Der Tag der Entscheidung
    Der nächste Tag begann gelassen und ruhig. Es war Sonntag und der große Tag der Entscheidung, aber trotzdem waren wir kein bisschen nervös. Um neun trafen wir Willi vor dem Holztor zum Bolzplatz. Obwohl wir nichts über die Mutprobe auf der Brücke erzählten, schien er zu wissen, was passiert war. Er sah es an unseren strahlenden Augen.
    „Gut gemacht!", sagte er nur. Dann fuhr er mit seinem Mofa voran und wir folgten ihm auf unseren Rädern.
    In der Säbener Straße betraten wir das Trainingsgelände der Bayern. Es war riesengroß und, weil es Sonntagmorgen war, natürlich verlassen und leer. Anfangs wussten wir gar nicht wohin, doch dann entdeckten wir unseren Gegner.
    Die U9 der Bayern erwartete uns vor der Kabine. Schweigend hockten sie auf ihren Taschen und musterten uns. Sie sagten kein Wort, selbst als wir an ihnen vorbei in unsere Umkleide gingen. Doch ihre Blicke sprachen für sich. Der Artikel in der Zeitung hatte ihren Stolz und ihre Ehre verletzt und sie waren fest entschlossen, das zu korrigieren. Nur Rocce wich unseren Blicken aus und schaute verlegen auf seine Füße.

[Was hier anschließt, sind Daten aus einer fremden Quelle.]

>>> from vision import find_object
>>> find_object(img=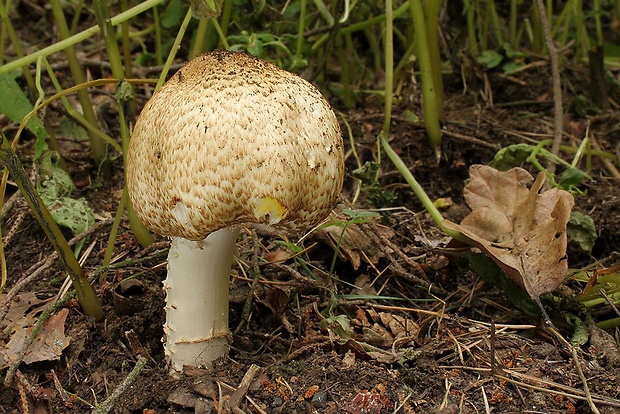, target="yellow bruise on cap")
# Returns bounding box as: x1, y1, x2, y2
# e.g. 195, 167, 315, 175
254, 197, 288, 225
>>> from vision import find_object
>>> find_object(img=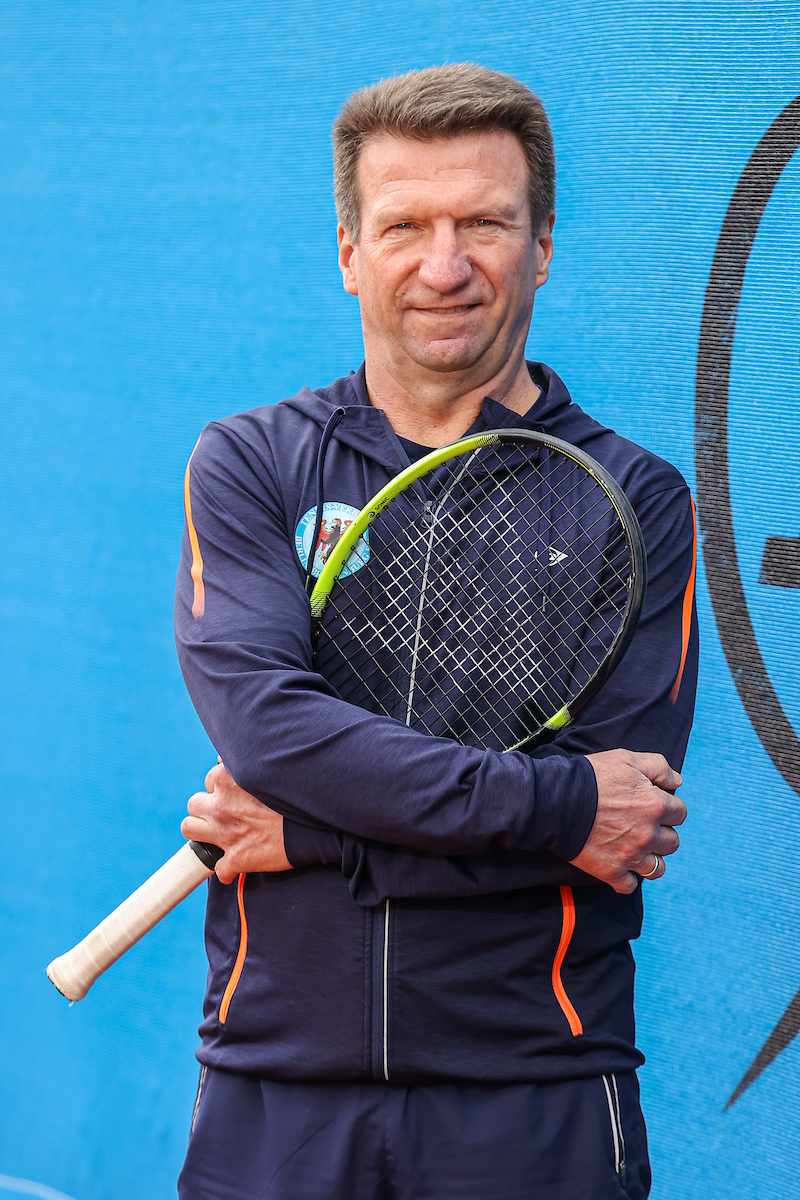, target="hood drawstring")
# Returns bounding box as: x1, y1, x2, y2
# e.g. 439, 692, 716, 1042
306, 406, 347, 595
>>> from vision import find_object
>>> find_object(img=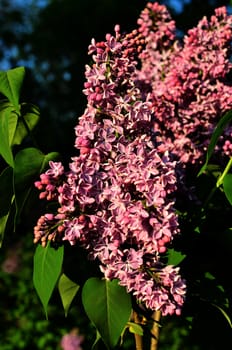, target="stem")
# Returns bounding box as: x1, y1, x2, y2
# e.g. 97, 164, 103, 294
133, 311, 143, 350
216, 158, 232, 187
150, 310, 161, 350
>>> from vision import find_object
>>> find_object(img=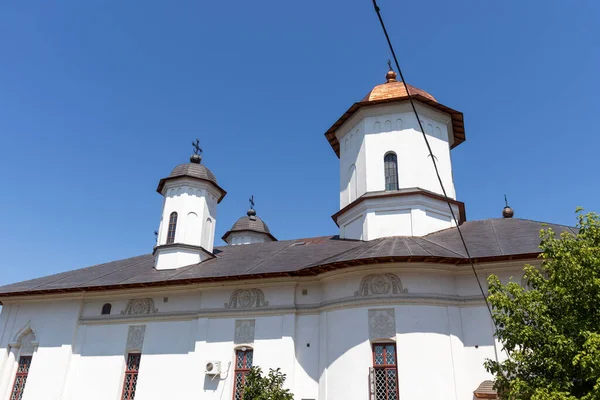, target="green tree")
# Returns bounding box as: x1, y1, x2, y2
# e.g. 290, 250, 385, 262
485, 209, 600, 400
243, 367, 294, 400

    In der Kabine war es mucksmäuschenstill. Man hörte nur das Rascheln der Kleider, als wir unsere Trikots anzogen, und auch das taten wir so, als wäre es schon tausendmal vorher passiert. Dann rief uns Willi zusammen und gab die Mannschaftsaufstellung bekannt.
    Markus, der Unbezwingbare, ging natürlich ins Tor. Davor stand im Zentrum der Abwehr Juli „Huckleberry" Fort Knox. Links und rechts neben ihm spielten Maxi und Marlon, der Mann mit dem härtesten Schuss auf der Welt und die Nummer 10. Vorn stürmten Fabi, der schnellste Rechtsaußen der Welt, Jojo, der mit der Sonne tanzt, erhielt den Vorzug auf links und Leon kam natürlich als Vollstrecker in ihre Mitte.
    Dann wandte sich Willi an Raban und mich.
    „Habt keine Angst", sagte er. „Heute kommt keiner zu kurz. Sobald Fabi und Jojo die Puste ausgeht, ist die Reihe an euch."
    „Und ich?", fragte Joschka enttäuscht.
    Willi sah ihn überrascht an. Joschka war drei Jahre jünger als wir und zwei Köpfe kleiner. Er hatte gegen die Bayern überhaupt keine Chance. Trotzdem war er zu allem entschlossen. Willi schob die Mütze in seinen Nacken und kratzte sich an der Stirn:
    „Du bist mein Assistent", sagte er, doch dass konnte Joschka nicht trösten. Deshalb fügte Willi schmunzelnd hinzu: „Ja, und wer weiß, vielleicht bist du auch unser Joker."
    „Was ist das, ein Joker?", wollte Joschka jetzt wissen.
    „So was wie die siebte Kavallerie", schmunzelte Willi und damit gab sich Joschka nicht nur zufrieden, sondern er marschierte stolz an unserer Spitze auf das Spielfeld hinaus.
    Dort hatte sich die Welt inzwischen verändert. Das Trainingsgelände der Bayern war längst nicht mehr leer. Alle unsere Eltern waren gekommen. Ja, selbst Jojos Mutter war da und Edgar, der Pinguin. Aber das war noch nicht alles. Markus rieb sich die Augen und bat mich darum, ihn zu kneifen: neben dem Butler stand seine Mutter und neben ihr stand, was für ein Wunder, sein Fußball verachtender Vater.
    „Verflixt!", zischte Markus. „Wenn wir heute verlieren, komme ich an einer Golfprofikarriere nicht mehr vorbei."
    Maxi spürte den Blick seines Vaters. Er stand zwischen all den Sponsoren, den Autoverkäufern, Tankstellenbesitzern und Computerfachleuten, und passte auf sein Geld auf. Das Geld, das wir uns von seiner Bank geliehen und mit dem wir unsere Trikots bezahlt hatten.
    Doch Leon interessierte das nicht.